Understanding the behaviour of users of a Web-site is obviously very important.
I designed the structures to hold data on user-behaviour, and wrote the code to populate these structures. The raw data-feed is the click-stream (URL hits) by users. From this raw data, many interesting facets of user-behaviour may be extracted. This included inferring `sessions' by the user and also heuristically assigning unauthenticated hits to users based on the pattern of authenticated hits from particular I.P. addresses. I managed one person in this work.
In addition, I constructed models of user-behaviour in terms of a user's `lifetime' on the site. These models were illustrated by tabular reports and graphical representations.
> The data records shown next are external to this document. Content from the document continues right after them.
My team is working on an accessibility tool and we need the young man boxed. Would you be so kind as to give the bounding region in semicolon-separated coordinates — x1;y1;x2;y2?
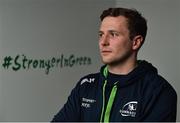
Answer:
52;7;177;122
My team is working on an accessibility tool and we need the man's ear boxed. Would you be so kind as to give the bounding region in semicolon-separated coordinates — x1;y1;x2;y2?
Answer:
132;35;144;50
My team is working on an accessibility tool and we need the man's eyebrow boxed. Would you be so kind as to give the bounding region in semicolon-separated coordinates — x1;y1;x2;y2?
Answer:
99;30;119;33
98;30;121;35
98;31;104;34
108;30;120;33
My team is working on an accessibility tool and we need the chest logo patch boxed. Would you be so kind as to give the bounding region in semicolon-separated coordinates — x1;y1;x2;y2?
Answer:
119;101;138;117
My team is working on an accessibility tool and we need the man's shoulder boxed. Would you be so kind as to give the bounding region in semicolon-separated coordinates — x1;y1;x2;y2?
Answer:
78;72;100;86
143;72;177;97
72;72;101;96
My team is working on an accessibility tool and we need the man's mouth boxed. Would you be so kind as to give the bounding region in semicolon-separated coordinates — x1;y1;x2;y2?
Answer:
101;50;112;55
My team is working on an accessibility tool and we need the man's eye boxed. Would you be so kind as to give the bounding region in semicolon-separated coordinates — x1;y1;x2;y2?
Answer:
110;32;119;37
99;33;103;37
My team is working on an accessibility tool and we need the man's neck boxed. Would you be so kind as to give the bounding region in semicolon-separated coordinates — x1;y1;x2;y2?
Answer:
107;59;137;75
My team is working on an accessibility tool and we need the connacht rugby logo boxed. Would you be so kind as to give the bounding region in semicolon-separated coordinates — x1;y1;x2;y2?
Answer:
119;101;138;117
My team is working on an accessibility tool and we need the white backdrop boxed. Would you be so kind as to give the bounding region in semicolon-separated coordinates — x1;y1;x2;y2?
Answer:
0;0;179;121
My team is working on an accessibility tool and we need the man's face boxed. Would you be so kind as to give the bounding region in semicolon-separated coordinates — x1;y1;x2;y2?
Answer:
99;16;133;65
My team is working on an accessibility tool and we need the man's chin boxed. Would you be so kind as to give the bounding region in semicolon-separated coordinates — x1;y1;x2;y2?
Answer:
101;59;112;65
101;59;126;66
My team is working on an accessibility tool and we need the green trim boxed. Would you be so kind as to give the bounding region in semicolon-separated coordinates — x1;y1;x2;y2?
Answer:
104;84;118;122
103;66;108;78
100;80;107;122
100;66;108;122
100;66;118;122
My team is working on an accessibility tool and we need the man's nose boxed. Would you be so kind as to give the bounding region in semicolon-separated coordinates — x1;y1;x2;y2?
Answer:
100;34;110;46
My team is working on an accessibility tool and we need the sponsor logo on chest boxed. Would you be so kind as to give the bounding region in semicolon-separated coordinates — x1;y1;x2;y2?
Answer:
81;97;96;108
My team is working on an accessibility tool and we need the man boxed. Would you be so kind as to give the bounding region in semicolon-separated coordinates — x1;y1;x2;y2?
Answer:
52;7;177;122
Some of this work involved writing complex SQL queries, such as the following:
select /*+ ORDERED INDEX_DESC(t2 ML_HOSTACC) */ t1.host_addr, t1.member_id, begin_date, max(t2.acc_date) from (select host_addr, member_id, min(acc_date) begin_date from member_logins where (host_addr, member_id) in (select host_addr, member_id from member_logins where acc_date > '1996-12-20') group by host_addr, member_id having max(acc_date) - min(acc_date) > 14) t1, member_logins t2 where t1.host_addr = t2.host_addr and begin_date <= t2.acc_date and t1.member_id <> t2.member_id (+) group by t1.host_addr, t1.member_id, t1.begin_date
Rujith de Silva 1997-05-13